I remember pretending to be so positive, but I would always hide how I truly felt or what was going on inside my head. I would do that because I knew my family would look at me as their strength — if I was happy, they were happy. At this point of my life, I really wanted to die because I didn’t feel well and I was in pain. I would just lie down and sleep, but my body felt weak and it would hurt. I can’t forget how bloated my stomach would get and how swollen my body was. Mentally I wasn’t okay, and I couldn’t adjust to my body looking the way it did.
All I remember was telling myself, ‘This isn’t me. Who is this person? It’s not your fault. You are pretty! Right now, we’re in a storm but we will overcome it like we always do.’ I say ‘we’ because it’s always been me and my family since day one — they’re my backbone.
I remember this day as if it was yesterday, I got a phone call at 5:30 p.m. saying, “Hello, Tania, we have a liver for you, it’s a big day for you.” I was shocked, but excited — I felt like God had finally heard me. My family was scared because I was going into surgery that night. I remember going back to get ready for surgery and telling my mom, “If something happens to me, you guys need to be strong and keep doing what you guys do. I love you guys.” We then just prayed — it was going to be a 6–10-hour surgery.
I wasn’t scared to die, I’ll be honest. I feel like having a chronic illness makes you strong and understand how life works. It makes you fearless of death. So, I liked talking to my parents about death because it’s a reality of life and how close I had been to death so many times. I just wanted them to understand and feel less pain. I knew there were other deaths in our family, but this time it could be me, their daughter. I knew it was going to feel different for them.

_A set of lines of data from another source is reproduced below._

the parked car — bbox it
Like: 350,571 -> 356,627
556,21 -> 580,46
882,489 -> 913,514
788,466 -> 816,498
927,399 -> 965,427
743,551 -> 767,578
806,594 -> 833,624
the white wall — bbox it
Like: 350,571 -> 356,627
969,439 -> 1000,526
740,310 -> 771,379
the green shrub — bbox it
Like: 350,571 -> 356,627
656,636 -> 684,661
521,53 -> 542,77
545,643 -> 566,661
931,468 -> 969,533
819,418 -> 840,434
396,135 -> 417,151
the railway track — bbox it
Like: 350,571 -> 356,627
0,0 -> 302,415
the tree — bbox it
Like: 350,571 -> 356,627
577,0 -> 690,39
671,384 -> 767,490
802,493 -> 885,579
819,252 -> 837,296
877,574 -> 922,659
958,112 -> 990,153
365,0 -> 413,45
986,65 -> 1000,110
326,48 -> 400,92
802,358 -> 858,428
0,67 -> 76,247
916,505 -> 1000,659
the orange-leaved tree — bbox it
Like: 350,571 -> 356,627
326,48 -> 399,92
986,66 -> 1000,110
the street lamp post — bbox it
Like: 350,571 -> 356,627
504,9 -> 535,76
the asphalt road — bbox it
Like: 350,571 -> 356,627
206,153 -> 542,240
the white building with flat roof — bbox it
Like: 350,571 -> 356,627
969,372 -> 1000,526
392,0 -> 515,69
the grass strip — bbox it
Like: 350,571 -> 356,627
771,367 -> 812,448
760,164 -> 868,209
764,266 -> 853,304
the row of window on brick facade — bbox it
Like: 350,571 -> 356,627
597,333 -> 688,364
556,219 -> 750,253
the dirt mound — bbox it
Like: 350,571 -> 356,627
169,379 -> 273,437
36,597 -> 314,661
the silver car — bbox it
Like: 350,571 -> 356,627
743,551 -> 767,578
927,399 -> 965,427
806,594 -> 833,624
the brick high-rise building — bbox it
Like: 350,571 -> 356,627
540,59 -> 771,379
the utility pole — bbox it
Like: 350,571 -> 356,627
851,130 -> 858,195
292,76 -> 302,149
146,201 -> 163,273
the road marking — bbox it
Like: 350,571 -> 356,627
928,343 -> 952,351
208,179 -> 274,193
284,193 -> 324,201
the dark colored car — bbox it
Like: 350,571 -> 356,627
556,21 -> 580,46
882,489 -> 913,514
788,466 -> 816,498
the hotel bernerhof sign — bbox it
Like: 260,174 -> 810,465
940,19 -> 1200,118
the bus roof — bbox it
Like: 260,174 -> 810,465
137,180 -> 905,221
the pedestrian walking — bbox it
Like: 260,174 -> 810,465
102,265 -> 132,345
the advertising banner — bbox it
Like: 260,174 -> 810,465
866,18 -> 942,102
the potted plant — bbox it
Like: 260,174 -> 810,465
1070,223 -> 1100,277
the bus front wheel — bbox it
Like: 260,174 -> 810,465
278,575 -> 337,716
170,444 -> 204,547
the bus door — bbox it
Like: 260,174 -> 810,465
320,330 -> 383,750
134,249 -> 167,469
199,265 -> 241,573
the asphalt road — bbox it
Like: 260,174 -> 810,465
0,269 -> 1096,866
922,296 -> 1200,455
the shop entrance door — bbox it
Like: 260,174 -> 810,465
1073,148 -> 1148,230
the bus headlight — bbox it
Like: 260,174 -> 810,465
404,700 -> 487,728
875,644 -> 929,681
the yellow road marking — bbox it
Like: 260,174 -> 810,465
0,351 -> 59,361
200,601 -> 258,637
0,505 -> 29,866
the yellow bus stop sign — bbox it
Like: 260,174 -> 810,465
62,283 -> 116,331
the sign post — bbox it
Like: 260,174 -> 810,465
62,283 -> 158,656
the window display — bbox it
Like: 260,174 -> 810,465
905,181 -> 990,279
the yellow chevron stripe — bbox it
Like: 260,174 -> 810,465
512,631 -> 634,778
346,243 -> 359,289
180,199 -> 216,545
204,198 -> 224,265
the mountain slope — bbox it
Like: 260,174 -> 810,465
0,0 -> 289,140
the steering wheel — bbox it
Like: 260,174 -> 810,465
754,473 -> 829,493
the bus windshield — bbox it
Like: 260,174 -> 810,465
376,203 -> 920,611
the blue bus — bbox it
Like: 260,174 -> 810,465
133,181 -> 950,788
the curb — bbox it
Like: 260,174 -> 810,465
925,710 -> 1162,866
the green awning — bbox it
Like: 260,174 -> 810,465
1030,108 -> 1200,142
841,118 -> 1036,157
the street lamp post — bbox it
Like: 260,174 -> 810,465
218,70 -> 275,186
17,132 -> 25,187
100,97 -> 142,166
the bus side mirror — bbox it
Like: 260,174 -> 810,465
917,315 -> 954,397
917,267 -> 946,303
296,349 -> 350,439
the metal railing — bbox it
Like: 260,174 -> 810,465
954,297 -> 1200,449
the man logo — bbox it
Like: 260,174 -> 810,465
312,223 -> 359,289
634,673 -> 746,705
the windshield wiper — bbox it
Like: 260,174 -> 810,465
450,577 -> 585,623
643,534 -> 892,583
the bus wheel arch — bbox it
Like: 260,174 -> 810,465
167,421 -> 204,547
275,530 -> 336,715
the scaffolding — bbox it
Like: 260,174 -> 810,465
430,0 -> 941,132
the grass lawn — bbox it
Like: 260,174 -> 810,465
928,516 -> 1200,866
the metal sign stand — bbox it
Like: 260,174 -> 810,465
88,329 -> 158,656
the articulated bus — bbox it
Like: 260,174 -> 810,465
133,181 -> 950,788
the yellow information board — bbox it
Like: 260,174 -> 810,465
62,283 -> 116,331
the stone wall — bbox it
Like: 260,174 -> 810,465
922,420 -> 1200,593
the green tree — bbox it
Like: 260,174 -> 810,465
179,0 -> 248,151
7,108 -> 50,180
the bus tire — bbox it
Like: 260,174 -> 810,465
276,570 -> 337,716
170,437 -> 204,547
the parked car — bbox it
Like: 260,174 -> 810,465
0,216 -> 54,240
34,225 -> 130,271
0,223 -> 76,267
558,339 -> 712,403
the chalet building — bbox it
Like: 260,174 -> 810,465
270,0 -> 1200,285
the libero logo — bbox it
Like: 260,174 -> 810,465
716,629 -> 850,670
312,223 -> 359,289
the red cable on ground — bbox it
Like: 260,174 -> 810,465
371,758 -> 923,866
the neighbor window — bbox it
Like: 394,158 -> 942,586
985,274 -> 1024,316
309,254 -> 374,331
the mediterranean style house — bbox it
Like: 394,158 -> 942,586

I remember waking up from my surgery and having to pass all the requirements to go home. I pushed myself from the day I woke up because I know God gave me another chance to live. I was out of the hospital within a week.
I thank the person who gave me their liver, I pray for them and their family to have strength, peace, and hope. Without that person I wouldn’t have had another chance in life.
Once I got home, I followed all the rules and walked around the house little by little using a walker. My family helped me out a lot. It took almost three months for me to graduate from the walker to walking alone — slowly though, because I would still get out of breath. After two more months I could finally walk at a normal pace — and I had just turned 22 years old.
That December, I went to the hospital because of my liver. During this time my mental health was a little better, but there were days where I felt like things were going backwards. The following May, I fell back into the hospital because my stomach wasn’t feeling too well. I got a biopsy and they found out that I had an acute liver rejection. I was really worried and got overwhelmed. How could this be happening? I felt very sad, like I had never felt before. All I did was cry and pray to God to, “make me stronger and more patient and I know that I can overcome this and I would go home soon.” I got sent home after two weeks, and it would take two more months for my liver numbers to get back to normal.
These past two years I really put myself first for the first time. I want to say that after my transplant I felt happier than ever — even if I was dealing with these problems after receiving my transplant. My family was the reason I got through these tough times because they never let me go. I went to talk to a counselor to get the help I needed, and I was finally able to move through the feelings I had been keeping inside since I was a little girl.
One thing I learned through this process was that you will always have your family and you can never give up in life or yourself. This experience renewed my appreciation for life. I’ve always said to stay positive mentally, physically, and spiritually.